Aussie LPTs deliver highest returns: Russell/ASX

insurance taxation property real estate investment

18 April 2007
| By Glenn Freeman |

Australian listed property trusts (LPTs) outperformed all other sectors, shares clearly outperformed residential property investment over 10 years and Australian share returns outclassed their international counterparts, according to a joint study by the Australian Stock Exchange and Russell Investment Group.

Domestic LPTs delivered the best after-tax returns over both the 10 and 20-year periods, even when factoring in personal tax rates, taxation of various assets and other associated costs.

According to Andrew Pease, investment strategist for Russell, the strong performance of Australian LPTs is largely due to merger and acquisition-driven consolidation and stapling, where trusts are merging property development business arms with funds management divisions.

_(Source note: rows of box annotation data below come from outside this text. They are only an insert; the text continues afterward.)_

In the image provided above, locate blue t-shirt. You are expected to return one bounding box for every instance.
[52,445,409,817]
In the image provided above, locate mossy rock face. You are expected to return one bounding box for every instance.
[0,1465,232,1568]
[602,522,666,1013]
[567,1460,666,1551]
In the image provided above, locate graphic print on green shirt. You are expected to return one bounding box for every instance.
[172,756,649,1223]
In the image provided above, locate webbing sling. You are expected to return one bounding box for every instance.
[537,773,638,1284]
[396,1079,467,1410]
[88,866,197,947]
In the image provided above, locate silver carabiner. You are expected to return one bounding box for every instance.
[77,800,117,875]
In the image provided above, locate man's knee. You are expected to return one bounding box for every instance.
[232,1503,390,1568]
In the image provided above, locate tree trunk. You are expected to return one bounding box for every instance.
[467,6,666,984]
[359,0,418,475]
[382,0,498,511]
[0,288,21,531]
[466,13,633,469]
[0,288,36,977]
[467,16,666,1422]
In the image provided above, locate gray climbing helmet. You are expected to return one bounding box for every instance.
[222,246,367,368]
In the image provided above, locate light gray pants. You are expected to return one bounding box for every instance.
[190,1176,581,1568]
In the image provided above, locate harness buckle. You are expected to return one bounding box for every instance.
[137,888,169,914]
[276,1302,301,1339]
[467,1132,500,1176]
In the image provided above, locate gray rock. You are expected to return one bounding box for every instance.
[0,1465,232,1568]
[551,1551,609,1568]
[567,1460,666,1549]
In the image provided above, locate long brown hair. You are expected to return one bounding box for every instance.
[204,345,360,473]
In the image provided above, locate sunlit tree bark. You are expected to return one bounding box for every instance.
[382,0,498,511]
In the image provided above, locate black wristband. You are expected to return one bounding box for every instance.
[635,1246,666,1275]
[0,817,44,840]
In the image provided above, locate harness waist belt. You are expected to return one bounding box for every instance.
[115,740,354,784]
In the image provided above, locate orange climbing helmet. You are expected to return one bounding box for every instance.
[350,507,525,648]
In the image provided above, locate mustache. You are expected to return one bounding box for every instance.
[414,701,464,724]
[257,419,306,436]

Within LPT and real estate investment trusts (REITs), he said the strong representation of the Australian market was due mainly to the maturity of the domestic products relative to the more recent flows into global LPTs.

“Australia has one of the most developed LPT markets in the world . . . our share of this universe has always been quite high, with a lot of expertise in this area,” Pease said.

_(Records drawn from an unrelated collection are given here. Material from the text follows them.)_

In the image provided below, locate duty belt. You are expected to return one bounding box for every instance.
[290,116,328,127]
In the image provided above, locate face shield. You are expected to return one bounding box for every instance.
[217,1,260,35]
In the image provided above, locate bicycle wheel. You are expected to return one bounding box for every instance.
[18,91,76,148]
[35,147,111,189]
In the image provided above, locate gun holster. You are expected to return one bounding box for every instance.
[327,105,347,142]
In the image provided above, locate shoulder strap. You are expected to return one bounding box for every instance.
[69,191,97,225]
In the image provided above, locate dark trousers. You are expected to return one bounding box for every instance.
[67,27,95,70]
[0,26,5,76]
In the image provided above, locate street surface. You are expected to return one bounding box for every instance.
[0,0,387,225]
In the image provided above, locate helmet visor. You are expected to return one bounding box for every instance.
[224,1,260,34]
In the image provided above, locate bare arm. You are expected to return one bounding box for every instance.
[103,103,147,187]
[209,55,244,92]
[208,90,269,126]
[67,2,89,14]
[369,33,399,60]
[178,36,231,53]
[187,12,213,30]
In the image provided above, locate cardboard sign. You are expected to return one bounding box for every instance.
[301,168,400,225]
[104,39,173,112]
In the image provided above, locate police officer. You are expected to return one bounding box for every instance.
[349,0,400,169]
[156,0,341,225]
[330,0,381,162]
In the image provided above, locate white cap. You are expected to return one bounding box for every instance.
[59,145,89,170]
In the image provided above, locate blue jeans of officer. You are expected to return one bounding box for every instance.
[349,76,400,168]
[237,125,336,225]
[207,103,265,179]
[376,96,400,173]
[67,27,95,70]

Another key finding that may surprise investors is the share market’s outperformance of residential property investment over 10 years, at both ends of the marginal tax rate.

Pease said the often misguided confidence of direct property investors concentrated on the “headline-grabbing returns” of property, to the exclusion of the numerous costs incurred such as maintenance, management expenses, government charges, conveyancing costs and insurance.

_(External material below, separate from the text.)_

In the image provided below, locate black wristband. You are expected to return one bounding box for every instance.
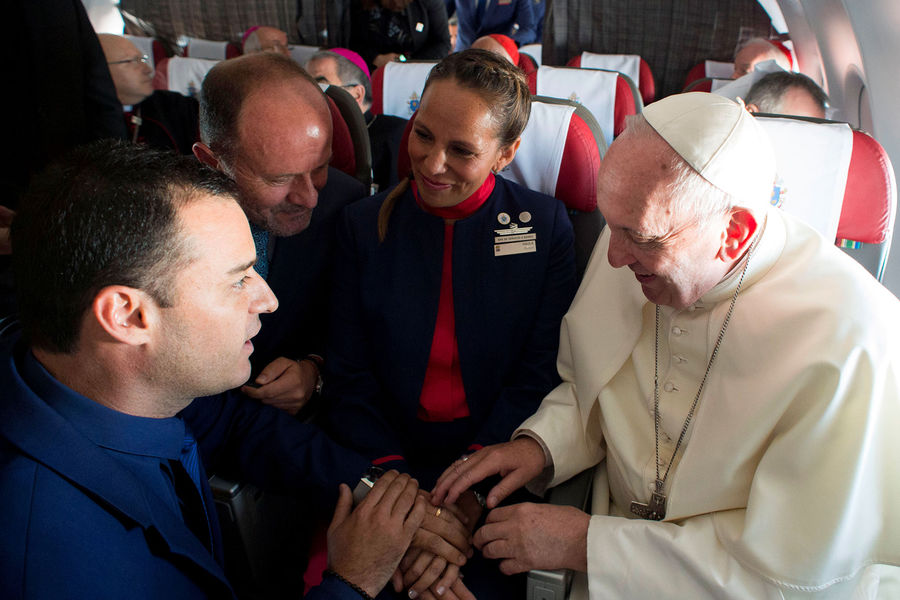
[322,569,375,600]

He believes the stronger returns of Australian shares versus international shares indicates the importance of franking credits in investment yields.

Pease hopes the study impresses upon the industry just how crucial a highly diversified investment portfolios is right from the outset, and the danger of relying on past performance of asset classes as an indicator of future returns.

“Ten years ago, no one would have picked LPTs as delivering the top rate of return,” he said.